Apache DataFusion + Comet

#apache-spark #datafusion #datafusion-comet

Quick Introduction

As per documentation, Apache DataFusion Comet is a high-performance accelerator for Apache Spark, built on top of the powerful Apache DataFusion query engine.

Developed initially within Apple a few months ago (in 2024), it was submitted to become an Apache Software Foundation (ASF) project under the Apache Arrow umbrella.

Comet is implemented as a Rust plugin for the Apache DataFusion query engine, which is also being developed in Rust. The primary motivation for Comet's development is to delegate certain components, such as operators, of Spark’s physical plan to their DataFusion counterparts. Although still in development, Comet supports various expressions and operators, including Filter, Project, Aggregation, Join, and Exchange. Additionally, special focus is given to efficiently reading and writing Parquet files using a native implementation.

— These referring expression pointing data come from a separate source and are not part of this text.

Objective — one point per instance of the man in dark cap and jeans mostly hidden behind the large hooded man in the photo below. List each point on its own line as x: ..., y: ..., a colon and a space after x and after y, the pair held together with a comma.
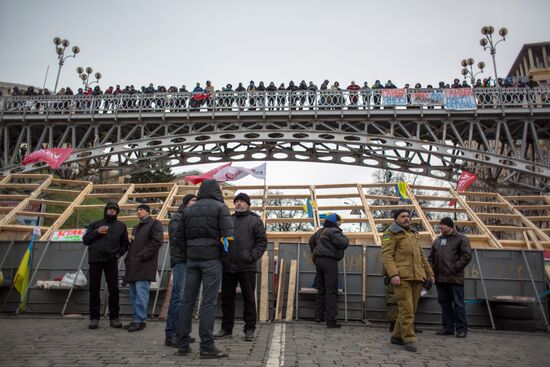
x: 178, y: 262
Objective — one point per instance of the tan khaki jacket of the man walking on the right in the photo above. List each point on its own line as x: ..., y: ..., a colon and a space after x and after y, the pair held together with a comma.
x: 402, y: 254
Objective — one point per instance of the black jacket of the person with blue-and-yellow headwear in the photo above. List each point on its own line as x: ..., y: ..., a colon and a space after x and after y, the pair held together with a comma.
x: 328, y: 241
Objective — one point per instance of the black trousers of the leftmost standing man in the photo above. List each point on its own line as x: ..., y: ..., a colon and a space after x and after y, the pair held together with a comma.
x: 110, y: 269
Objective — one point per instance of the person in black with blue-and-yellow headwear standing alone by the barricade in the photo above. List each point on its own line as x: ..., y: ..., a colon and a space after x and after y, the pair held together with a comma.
x: 327, y: 246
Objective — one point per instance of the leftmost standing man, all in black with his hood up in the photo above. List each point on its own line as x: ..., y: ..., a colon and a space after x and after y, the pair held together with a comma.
x: 107, y: 240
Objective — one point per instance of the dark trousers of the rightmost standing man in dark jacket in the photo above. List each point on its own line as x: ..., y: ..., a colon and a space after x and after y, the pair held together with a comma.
x: 451, y: 299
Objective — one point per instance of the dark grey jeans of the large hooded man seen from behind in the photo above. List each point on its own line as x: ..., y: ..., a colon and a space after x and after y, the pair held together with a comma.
x: 209, y: 273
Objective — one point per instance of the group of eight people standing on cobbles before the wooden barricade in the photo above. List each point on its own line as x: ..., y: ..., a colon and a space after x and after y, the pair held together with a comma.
x: 210, y: 247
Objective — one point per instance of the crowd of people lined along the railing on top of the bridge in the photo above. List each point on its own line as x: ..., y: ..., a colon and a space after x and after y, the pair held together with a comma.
x: 252, y: 97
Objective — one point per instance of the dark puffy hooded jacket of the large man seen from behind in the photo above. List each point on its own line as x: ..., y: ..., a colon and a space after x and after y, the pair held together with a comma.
x: 203, y: 225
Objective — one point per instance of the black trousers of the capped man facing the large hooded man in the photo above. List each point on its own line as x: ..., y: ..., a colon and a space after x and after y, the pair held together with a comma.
x: 247, y: 281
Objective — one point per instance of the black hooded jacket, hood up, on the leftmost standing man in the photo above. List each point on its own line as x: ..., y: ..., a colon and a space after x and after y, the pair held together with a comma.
x: 110, y: 246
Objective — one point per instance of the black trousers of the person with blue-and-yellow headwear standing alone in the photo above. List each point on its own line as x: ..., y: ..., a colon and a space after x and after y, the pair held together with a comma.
x: 327, y: 289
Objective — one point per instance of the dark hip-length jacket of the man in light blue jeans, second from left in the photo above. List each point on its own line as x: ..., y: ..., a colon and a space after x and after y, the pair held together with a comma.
x: 142, y: 257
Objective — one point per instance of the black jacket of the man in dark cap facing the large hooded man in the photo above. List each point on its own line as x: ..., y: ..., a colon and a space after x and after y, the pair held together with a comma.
x: 250, y: 243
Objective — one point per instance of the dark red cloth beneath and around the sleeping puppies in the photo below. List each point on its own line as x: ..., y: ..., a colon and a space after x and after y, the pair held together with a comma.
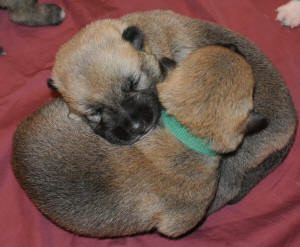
x: 268, y: 216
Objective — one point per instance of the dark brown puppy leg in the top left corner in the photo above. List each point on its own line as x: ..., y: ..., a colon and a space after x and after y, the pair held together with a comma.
x: 30, y: 13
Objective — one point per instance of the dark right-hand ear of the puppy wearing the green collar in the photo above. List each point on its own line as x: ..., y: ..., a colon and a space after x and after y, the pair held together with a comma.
x: 256, y: 122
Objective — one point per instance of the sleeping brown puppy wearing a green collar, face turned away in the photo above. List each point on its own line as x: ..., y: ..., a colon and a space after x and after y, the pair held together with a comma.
x: 165, y: 181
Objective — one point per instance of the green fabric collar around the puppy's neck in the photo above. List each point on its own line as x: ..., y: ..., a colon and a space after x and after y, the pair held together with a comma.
x: 183, y: 134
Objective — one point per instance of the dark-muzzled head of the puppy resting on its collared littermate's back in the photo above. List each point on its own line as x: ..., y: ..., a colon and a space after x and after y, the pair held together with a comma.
x: 105, y: 76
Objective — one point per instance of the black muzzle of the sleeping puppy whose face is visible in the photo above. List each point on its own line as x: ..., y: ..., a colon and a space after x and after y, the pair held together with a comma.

Since Comet aims for feature parity, meaning that the behavior of Spark jobs should remain consistent whether Comet is enabled or not, it automatically and transparently falls back to the Spark implementation if an unsupported or unimplemented feature is requested, either directly or indirectly. This fallback occurs without interrupting the execution of the job. This is depicted in the image below.

Image from https://datafusion.apache.org/comet/user-guide/overview.html#comet-overview.

Regarding speed comparisons, there are already a few benchmarks reporting 30% to 60% faster execution.

Getting Started

We will closely the official instructions for Scala; but for PySpark. Firstly, we just need to fetch the proper jar corresponding to our Spark/Scala/JVM version. Afterwards, we need to inform Spark about the jar, inject it into the appropriate paths, and just enable the plugin as follows. More Comet-specific settings can be found at https://datafusion.apache.org/comet/user-guide/tuning.html.

# Prepare Spark session
COMET_JAR = "jars/comet-spark-spark3.3_2.12-0.3.0.jar"

spark = (
    SparkSession
    .builder
    .config("jars", COMET_JAR)
    .config("spark.driver.extraClassPath", COMET_JAR)
    .config("spark.executor.extraClassPath", COMET_JAR)
    .config("spark.plugins", "org.apache.spark.CometPlugin")
    .config("spark.shuffle.manager", "org.apache.spark.sql.comet.execution.shuffle.CometShuffleManager")
    .config("spark.comet.explainFallback.enabled", "true")
    .config("spark.memory.offHeap.enabled", "true")
    .config("spark.memory.offHeap.size", "16g")
    .getOrCreate()
)

Next, let’s load some data, stored in Parquet format.

df = spark.read.parquet(DATALAKE_RAW)

And create a temporary view just for convenience.

df.createOrReplaceTempView("taxi_trips")

Because of the setting spark.comet.explainFallback.enabled=true in the spark session, the following warning message will be logged, notifying us that Comet does not support creating views. But no worries, it will fall back to the Spark implementation and continue normally.